Victoria, Ferrero, victoria ante Becks
Ferrero defendió su primer lugar en el ranking mundial tras derrotar por milagro al surafricano Wayne Ferreira, que dilapidó dos match points


El credo de un número uno: además de agredir y dominar psicológicamente al rival, se trata de ser el mejor bajo cualquier circunstancia. Si el tenis se convierte en kárate o en lucha libre, hay que saber dar los mejores golpes y los mejores abrazos. No hay otra manera.
Si el partido degenera en ataque callejero, hay que ser el rey de la jungla de asfalto. Si la cuestión es ser virtuoso, traigamos el Stradivarius o la volea de John McEnroe.
Todo eso se consigue con ego, dureza mental, sufrimiento, emoción y personalidad. Rebajando y despersonalizando hasta límites infrahumanos la eventual personalidad ganadora de lo que hay enfrente: no hay más. Es el código de los números uno. En tenis, J. McEnroe, Bjorn Borg, Jimmy Connors. En general, Eddy Merckx, Lance Armstrong, Muhammad Ali o Alfredo Di Stéfano. ¿Más...?
Pero, a lo que se ve, Wayne Ferreira, que empezó a jugar cuando Iván Lendl era aún un pollo mojado, tiene aún la cabeza traumatizada por cierta final de Estados Unidos (1983) que Lendl tiró en Nueva York ante Connors tras una infamante doble falta: no había otro modo de que Ferreira pudiera perder el partido que tenía ganado a Ferrero, un número uno en la era de la autocomplacencia que ayer repasó la lección del sufrimiento.
Con 5-3 y 40-15 en el tercer set, Ferreira, el surafricano de la cara picada que ya piensa en la retirada, servía para rematar un partido extraño, que dominaba por 3-1 en la primera manga... antes de perder cinco juegos seguidos en los que ganó tres puntos: 6-3 para Ferrero. Desde ahí...
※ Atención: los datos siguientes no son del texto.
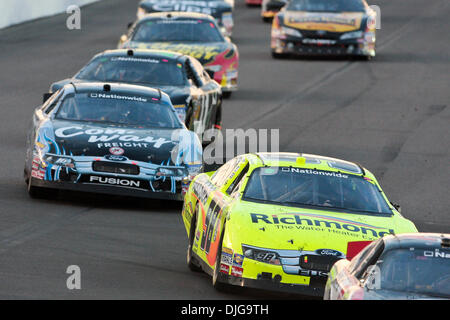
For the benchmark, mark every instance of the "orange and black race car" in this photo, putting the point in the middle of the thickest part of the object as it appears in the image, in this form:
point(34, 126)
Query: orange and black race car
point(324, 27)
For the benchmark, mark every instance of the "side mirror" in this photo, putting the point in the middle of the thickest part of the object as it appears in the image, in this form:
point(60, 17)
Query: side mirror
point(210, 73)
point(277, 5)
point(397, 207)
point(46, 96)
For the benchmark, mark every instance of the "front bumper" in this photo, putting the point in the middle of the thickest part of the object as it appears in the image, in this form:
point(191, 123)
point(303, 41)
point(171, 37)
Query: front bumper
point(228, 81)
point(316, 288)
point(315, 47)
point(107, 189)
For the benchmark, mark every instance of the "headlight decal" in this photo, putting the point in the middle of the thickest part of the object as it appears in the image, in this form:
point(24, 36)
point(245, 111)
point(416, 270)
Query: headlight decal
point(261, 255)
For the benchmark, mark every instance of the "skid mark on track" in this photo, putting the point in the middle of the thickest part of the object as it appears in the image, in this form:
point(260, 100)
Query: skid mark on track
point(36, 229)
point(391, 151)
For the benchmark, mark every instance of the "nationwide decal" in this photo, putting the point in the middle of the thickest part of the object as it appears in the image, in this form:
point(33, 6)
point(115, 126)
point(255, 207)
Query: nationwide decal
point(116, 151)
point(305, 221)
point(131, 59)
point(117, 97)
point(206, 7)
point(315, 172)
point(324, 19)
point(100, 135)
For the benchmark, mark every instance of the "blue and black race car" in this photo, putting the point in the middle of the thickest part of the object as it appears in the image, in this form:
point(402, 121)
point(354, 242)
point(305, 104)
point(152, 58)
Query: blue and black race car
point(110, 138)
point(196, 97)
point(221, 10)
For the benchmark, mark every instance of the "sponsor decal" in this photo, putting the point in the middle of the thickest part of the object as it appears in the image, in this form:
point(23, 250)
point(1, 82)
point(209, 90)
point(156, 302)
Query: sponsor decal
point(226, 258)
point(317, 222)
point(238, 260)
point(133, 59)
point(237, 271)
point(117, 97)
point(104, 137)
point(206, 7)
point(315, 172)
point(329, 22)
point(38, 174)
point(115, 181)
point(197, 51)
point(112, 157)
point(224, 268)
point(116, 151)
point(437, 254)
point(329, 252)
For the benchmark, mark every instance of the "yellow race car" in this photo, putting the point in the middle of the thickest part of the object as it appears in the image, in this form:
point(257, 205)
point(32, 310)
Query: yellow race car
point(279, 221)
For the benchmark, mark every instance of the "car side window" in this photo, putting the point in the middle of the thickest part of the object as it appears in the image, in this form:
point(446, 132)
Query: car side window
point(234, 185)
point(191, 74)
point(199, 71)
point(221, 176)
point(51, 103)
point(370, 258)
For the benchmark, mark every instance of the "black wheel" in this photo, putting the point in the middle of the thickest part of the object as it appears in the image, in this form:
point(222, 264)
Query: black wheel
point(40, 193)
point(277, 55)
point(192, 263)
point(219, 286)
point(226, 94)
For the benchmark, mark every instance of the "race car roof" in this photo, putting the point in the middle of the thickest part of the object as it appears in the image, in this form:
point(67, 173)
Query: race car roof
point(176, 14)
point(118, 88)
point(153, 53)
point(417, 240)
point(307, 161)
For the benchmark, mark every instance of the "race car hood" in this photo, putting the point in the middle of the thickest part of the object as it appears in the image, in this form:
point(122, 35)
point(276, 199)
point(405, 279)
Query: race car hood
point(213, 8)
point(204, 52)
point(292, 228)
point(98, 140)
point(325, 21)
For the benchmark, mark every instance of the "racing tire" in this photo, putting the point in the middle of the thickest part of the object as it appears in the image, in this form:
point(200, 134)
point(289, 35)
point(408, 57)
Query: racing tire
point(278, 55)
point(227, 94)
point(40, 193)
point(192, 263)
point(219, 286)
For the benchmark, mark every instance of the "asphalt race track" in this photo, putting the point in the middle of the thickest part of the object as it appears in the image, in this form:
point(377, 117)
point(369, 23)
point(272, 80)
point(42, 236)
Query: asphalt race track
point(392, 115)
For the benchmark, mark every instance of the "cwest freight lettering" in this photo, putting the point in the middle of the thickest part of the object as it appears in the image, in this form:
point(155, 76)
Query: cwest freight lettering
point(299, 219)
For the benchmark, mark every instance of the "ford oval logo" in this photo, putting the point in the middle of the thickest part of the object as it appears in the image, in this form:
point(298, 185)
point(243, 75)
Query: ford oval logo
point(329, 252)
point(112, 157)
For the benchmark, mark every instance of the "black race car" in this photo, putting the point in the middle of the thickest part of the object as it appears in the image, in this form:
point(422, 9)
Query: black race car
point(324, 27)
point(110, 138)
point(196, 97)
point(221, 10)
point(190, 33)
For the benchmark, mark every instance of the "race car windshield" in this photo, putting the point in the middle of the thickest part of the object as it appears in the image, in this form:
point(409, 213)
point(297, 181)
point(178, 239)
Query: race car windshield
point(177, 30)
point(315, 188)
point(135, 70)
point(121, 109)
point(326, 5)
point(414, 270)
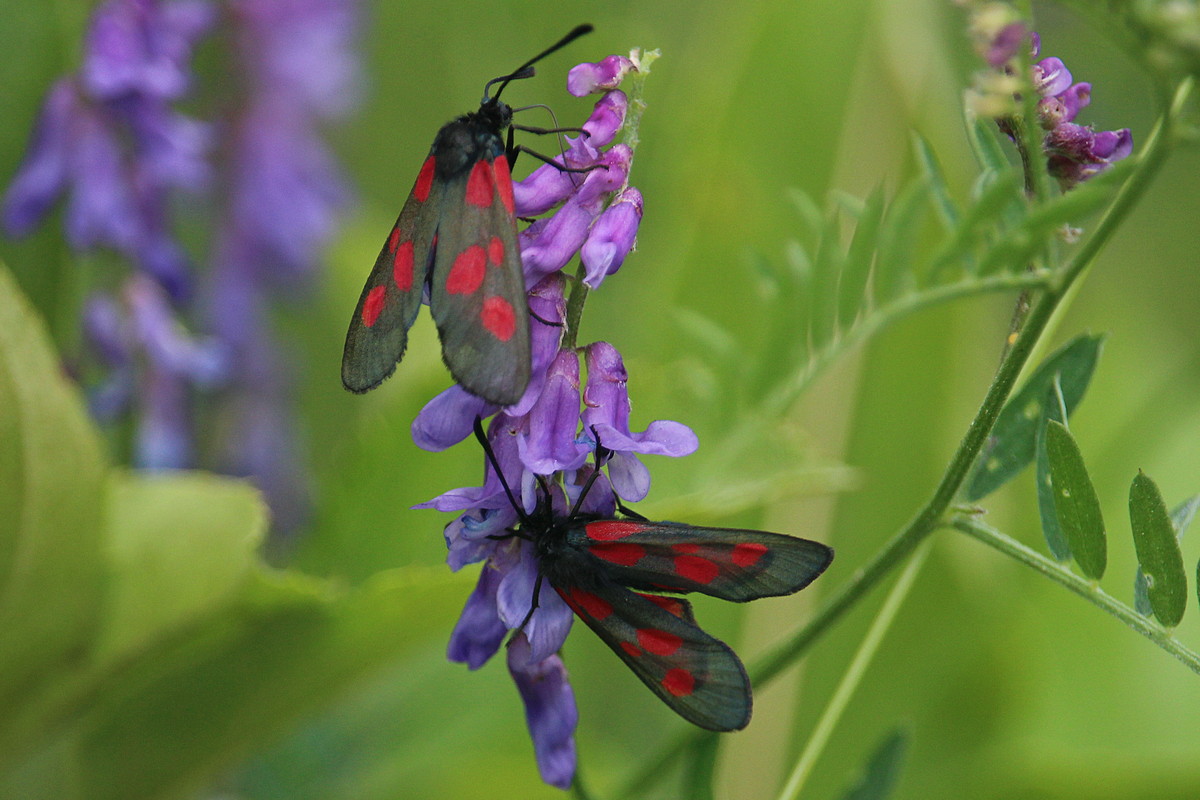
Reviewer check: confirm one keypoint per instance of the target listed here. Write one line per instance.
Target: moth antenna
(496, 467)
(579, 30)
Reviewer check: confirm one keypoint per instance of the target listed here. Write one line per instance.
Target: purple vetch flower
(155, 368)
(1074, 152)
(285, 197)
(544, 443)
(604, 76)
(550, 711)
(545, 450)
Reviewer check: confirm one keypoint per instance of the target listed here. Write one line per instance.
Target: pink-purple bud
(585, 79)
(612, 236)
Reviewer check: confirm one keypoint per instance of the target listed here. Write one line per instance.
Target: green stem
(853, 677)
(1081, 587)
(933, 515)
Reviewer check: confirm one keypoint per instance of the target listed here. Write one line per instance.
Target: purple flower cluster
(111, 140)
(1074, 152)
(546, 439)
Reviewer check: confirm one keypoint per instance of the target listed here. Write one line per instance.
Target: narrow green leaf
(826, 271)
(933, 170)
(180, 546)
(1075, 501)
(1181, 517)
(175, 720)
(1013, 439)
(882, 771)
(1055, 539)
(985, 140)
(898, 240)
(1158, 551)
(1073, 206)
(859, 257)
(1001, 193)
(52, 511)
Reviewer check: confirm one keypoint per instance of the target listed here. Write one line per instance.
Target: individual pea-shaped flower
(606, 415)
(612, 236)
(603, 76)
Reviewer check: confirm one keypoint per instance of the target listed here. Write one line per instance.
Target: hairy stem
(934, 513)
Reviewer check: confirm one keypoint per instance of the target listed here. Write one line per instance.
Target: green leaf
(1050, 529)
(1075, 501)
(1181, 517)
(859, 257)
(882, 771)
(1013, 439)
(985, 140)
(1158, 551)
(936, 181)
(52, 511)
(898, 241)
(174, 722)
(181, 545)
(1000, 193)
(1077, 204)
(826, 271)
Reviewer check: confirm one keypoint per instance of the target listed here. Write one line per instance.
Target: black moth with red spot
(457, 235)
(613, 575)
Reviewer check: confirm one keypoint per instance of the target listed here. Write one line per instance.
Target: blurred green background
(1011, 687)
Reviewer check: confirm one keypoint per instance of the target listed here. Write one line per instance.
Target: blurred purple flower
(550, 710)
(538, 443)
(604, 76)
(286, 193)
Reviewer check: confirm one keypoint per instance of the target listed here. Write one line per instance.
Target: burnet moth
(457, 236)
(621, 576)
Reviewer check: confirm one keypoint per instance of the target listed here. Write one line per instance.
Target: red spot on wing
(402, 266)
(610, 529)
(696, 569)
(504, 184)
(748, 553)
(658, 642)
(467, 274)
(622, 553)
(373, 305)
(594, 606)
(498, 318)
(424, 180)
(679, 681)
(496, 251)
(479, 185)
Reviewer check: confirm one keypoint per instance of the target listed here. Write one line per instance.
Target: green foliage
(1075, 503)
(1159, 561)
(1013, 440)
(145, 645)
(882, 771)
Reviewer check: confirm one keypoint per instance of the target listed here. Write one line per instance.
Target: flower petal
(551, 713)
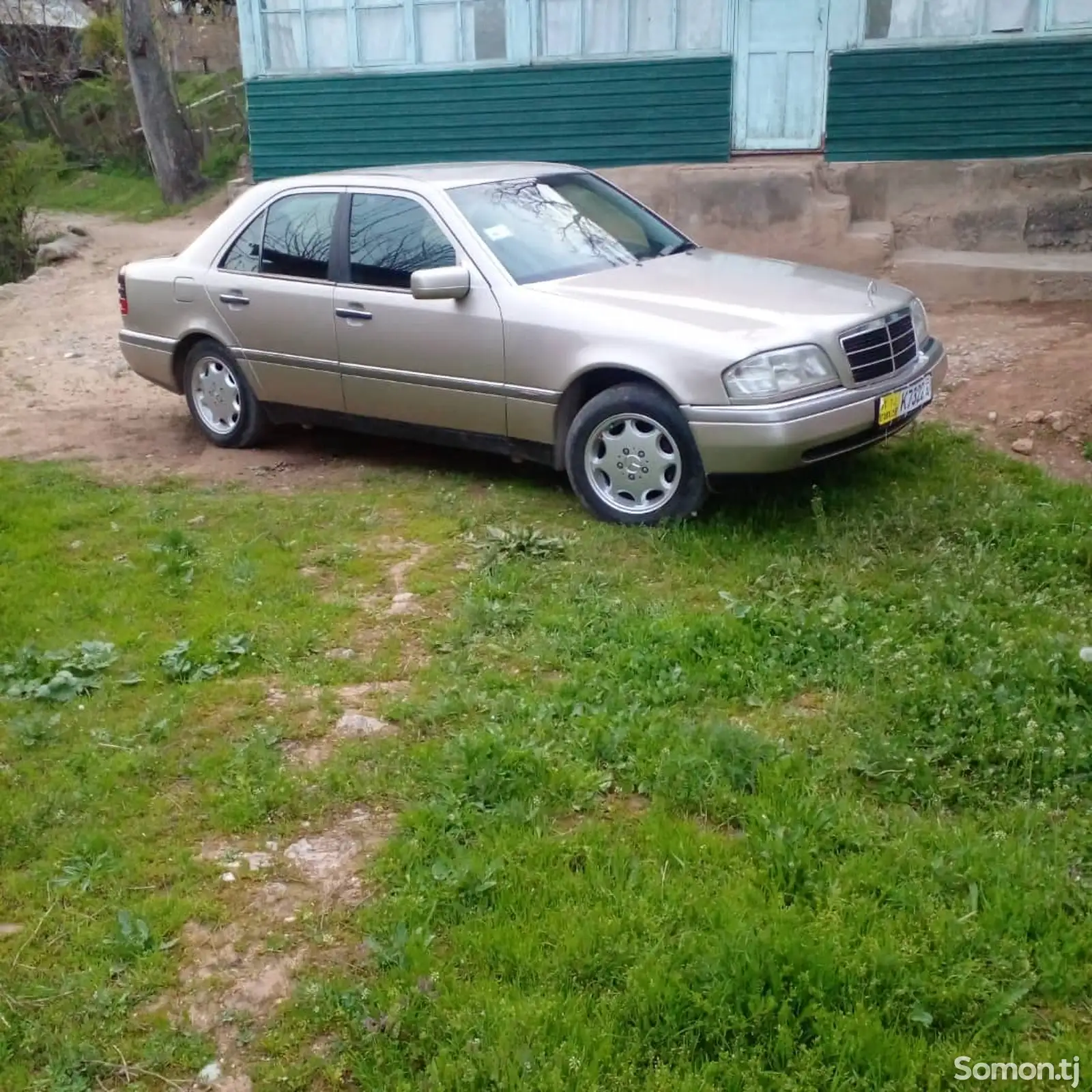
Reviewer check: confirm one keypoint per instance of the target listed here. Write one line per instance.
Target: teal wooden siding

Victoria. Desde ahí, Ferrero se asomó a la catástrofe, envuelta en el guante de hierro del tenis de seda de Ferreira, que atacó con reveses y voleas de otro tenis, rumbo a un parcial monstruoso: 11-4. 6-2 en el segundo set... y 5-2 en el tercero. 5-3 y saque: 40-15. Error no forzado del surafricano... y doble falta, con el segundo saque a un palmo del suelo: como Lendl ante Connors aquella tarde de Flushing Meadow. Otra vez en una atardecida medio apática, medio tonante, verano, medio otoño. Con Beckham, sus mechas y su Victoria aplaudiendo el espectáculo: Victoria, que parece muda, aplaude con palmaditas en el muslo. Curioso espectáculo.
Visto lo visto, Ferrero, que con 5-2 llamó al masajista para que le mirara el pie y le quitara el taping o vendaje opresor, se decidió a ganar: sabía que Ferreira estaba tan nervioso como Lendl ante Connors.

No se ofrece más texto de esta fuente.